ACMA black list release prompts website take down

This entry was posted on Tuesday, April 14th, 2009 at 5:01 pm and is filed under General, ISP and Telco Law, IT Law. You can follow any responses to this entry through the RSS 2.0 feed. You can leave a response, or trackback from your own site.

German domain name regulator, DENIC, has taken down the popular website www.wikileaks.de shortly after it published ACMA’s internet filtering trial black list.

Recent reports have emerged of the ACMA internet filtering trial black list having been published on different websites, potentially compromising the Government’s current internet filtering trials. One such website was www.Wikileaks.de.

Wikileaks had been known for its collection of leaked documents, according to ARS Technica:

Wikileaks has built up an impressive portfolio of leaked documents like those from secretive religious organizations, congressional reports, specs for military hardware capable of jamming IEDs used by insurgents in Iraq, and even its own donors list. In doing so, it has found few friends in governments and courts, with one judge even ordering its DNS record be erased after documents from Swiss Bank Julius Baer were uploaded to the site.

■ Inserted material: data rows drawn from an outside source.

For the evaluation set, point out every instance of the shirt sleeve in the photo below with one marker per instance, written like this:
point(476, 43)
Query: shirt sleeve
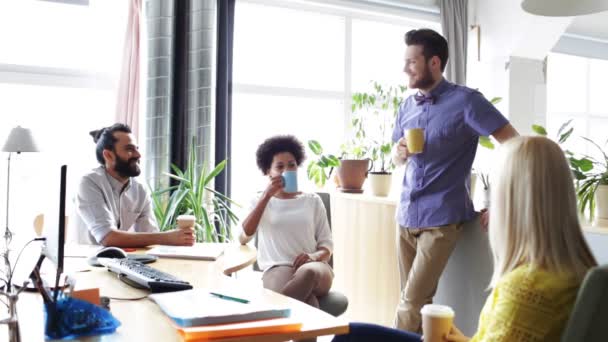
point(93, 209)
point(481, 116)
point(243, 237)
point(398, 130)
point(510, 315)
point(322, 230)
point(146, 222)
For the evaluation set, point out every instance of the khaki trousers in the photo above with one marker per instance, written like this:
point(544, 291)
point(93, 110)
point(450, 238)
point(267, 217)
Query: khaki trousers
point(311, 280)
point(422, 254)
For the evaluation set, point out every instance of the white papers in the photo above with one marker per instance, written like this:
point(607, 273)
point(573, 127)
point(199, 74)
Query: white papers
point(199, 307)
point(200, 251)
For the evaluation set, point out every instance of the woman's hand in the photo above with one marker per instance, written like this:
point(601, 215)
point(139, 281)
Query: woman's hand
point(302, 259)
point(456, 335)
point(274, 186)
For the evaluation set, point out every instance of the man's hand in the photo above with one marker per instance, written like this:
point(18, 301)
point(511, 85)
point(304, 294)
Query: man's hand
point(400, 152)
point(484, 219)
point(456, 335)
point(301, 260)
point(180, 237)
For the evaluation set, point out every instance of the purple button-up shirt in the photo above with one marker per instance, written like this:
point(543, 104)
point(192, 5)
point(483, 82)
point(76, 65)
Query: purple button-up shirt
point(436, 183)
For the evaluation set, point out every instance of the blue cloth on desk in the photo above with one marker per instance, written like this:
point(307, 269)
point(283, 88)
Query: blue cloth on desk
point(73, 318)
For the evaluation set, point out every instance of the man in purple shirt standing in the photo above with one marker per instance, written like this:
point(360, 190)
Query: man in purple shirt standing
point(435, 200)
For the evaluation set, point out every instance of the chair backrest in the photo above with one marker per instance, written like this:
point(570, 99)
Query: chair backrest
point(325, 197)
point(589, 319)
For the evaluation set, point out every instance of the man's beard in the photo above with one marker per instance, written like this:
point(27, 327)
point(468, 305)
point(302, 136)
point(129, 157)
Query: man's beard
point(127, 168)
point(425, 82)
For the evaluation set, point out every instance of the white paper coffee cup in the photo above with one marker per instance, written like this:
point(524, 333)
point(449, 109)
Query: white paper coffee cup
point(186, 221)
point(437, 321)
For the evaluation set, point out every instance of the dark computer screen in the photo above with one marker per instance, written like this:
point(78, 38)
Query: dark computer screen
point(54, 231)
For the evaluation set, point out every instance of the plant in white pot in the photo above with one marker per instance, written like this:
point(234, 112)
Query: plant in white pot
point(590, 175)
point(375, 113)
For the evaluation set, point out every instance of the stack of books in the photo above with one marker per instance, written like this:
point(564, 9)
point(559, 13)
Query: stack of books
point(202, 314)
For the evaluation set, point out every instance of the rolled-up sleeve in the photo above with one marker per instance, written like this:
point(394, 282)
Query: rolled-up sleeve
point(93, 209)
point(322, 230)
point(146, 221)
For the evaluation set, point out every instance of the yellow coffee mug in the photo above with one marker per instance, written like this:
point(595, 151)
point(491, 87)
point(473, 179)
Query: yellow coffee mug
point(414, 138)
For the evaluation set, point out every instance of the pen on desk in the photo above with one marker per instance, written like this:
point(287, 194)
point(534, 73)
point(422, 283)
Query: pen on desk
point(219, 295)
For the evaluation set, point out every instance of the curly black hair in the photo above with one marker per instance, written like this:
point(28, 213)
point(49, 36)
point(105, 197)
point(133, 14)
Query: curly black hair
point(433, 44)
point(275, 145)
point(105, 140)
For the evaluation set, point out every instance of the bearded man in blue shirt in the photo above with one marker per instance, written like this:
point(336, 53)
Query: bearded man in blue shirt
point(435, 200)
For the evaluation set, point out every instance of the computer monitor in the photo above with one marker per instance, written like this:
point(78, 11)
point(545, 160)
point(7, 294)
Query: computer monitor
point(54, 231)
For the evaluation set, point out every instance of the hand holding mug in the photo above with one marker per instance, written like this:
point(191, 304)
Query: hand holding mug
point(402, 151)
point(274, 186)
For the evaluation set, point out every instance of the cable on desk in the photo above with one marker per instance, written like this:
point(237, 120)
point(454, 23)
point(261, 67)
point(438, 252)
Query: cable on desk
point(131, 299)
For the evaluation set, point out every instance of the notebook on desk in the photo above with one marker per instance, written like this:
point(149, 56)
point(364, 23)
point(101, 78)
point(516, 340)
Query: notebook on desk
point(270, 326)
point(202, 307)
point(200, 251)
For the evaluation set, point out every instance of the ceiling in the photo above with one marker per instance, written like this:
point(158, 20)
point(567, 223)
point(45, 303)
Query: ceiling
point(591, 25)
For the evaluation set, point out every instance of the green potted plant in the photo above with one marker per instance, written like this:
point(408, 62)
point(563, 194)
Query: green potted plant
point(317, 169)
point(484, 177)
point(376, 112)
point(590, 175)
point(193, 195)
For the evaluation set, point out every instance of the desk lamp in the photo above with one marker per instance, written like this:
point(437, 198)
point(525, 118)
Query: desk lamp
point(19, 140)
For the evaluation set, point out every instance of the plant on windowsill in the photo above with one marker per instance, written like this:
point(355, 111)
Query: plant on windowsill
point(376, 112)
point(317, 167)
point(486, 142)
point(193, 195)
point(374, 115)
point(590, 175)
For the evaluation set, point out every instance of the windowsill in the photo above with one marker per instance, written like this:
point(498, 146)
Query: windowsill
point(367, 196)
point(588, 228)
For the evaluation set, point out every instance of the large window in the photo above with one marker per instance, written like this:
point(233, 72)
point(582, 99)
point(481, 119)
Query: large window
point(59, 68)
point(296, 65)
point(576, 90)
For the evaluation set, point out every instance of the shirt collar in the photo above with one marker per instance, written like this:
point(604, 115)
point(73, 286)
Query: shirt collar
point(116, 184)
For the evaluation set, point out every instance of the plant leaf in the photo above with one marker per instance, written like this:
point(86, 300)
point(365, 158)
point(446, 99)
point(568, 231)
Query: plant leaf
point(565, 136)
point(540, 130)
point(486, 142)
point(315, 147)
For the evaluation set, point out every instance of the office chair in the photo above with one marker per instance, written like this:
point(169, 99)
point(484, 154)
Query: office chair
point(334, 303)
point(590, 314)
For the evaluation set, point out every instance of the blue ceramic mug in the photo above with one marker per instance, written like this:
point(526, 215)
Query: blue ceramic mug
point(290, 181)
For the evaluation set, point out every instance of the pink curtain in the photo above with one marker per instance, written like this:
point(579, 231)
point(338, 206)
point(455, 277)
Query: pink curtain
point(127, 103)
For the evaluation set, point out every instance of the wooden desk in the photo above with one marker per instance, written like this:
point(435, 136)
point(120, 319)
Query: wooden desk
point(142, 320)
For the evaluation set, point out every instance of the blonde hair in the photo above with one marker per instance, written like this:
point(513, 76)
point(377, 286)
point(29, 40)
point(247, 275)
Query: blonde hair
point(533, 213)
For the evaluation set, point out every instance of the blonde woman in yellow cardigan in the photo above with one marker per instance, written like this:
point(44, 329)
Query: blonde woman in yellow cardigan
point(540, 254)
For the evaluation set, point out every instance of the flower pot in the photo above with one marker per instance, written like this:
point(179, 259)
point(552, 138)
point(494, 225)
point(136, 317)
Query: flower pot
point(352, 174)
point(381, 183)
point(601, 206)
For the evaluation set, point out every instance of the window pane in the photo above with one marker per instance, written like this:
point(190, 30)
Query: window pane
point(51, 34)
point(597, 133)
point(60, 120)
point(566, 84)
point(598, 74)
point(288, 48)
point(378, 54)
point(257, 117)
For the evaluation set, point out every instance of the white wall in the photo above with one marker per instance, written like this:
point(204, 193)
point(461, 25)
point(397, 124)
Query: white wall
point(513, 45)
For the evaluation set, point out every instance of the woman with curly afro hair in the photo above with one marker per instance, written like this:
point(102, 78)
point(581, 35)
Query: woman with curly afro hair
point(294, 239)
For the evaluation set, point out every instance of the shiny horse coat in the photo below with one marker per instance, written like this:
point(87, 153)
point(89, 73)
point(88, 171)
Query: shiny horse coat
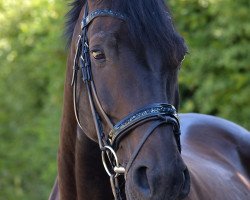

ARS Technica have also reported that German police raided the residence of the German domain name registrant Theodor Reppe who denies any involvement in the posting of leaked documents. The raids are reported to have come shortly after the ACMA blacklist was published. It is unknown at this stage, what involvement if any, ACMA had in closing down this website.

Another mirror site of wikileaks.de, which is hosted on a different domain, still shows links to different versions of what they claim is the secret ACMA black list.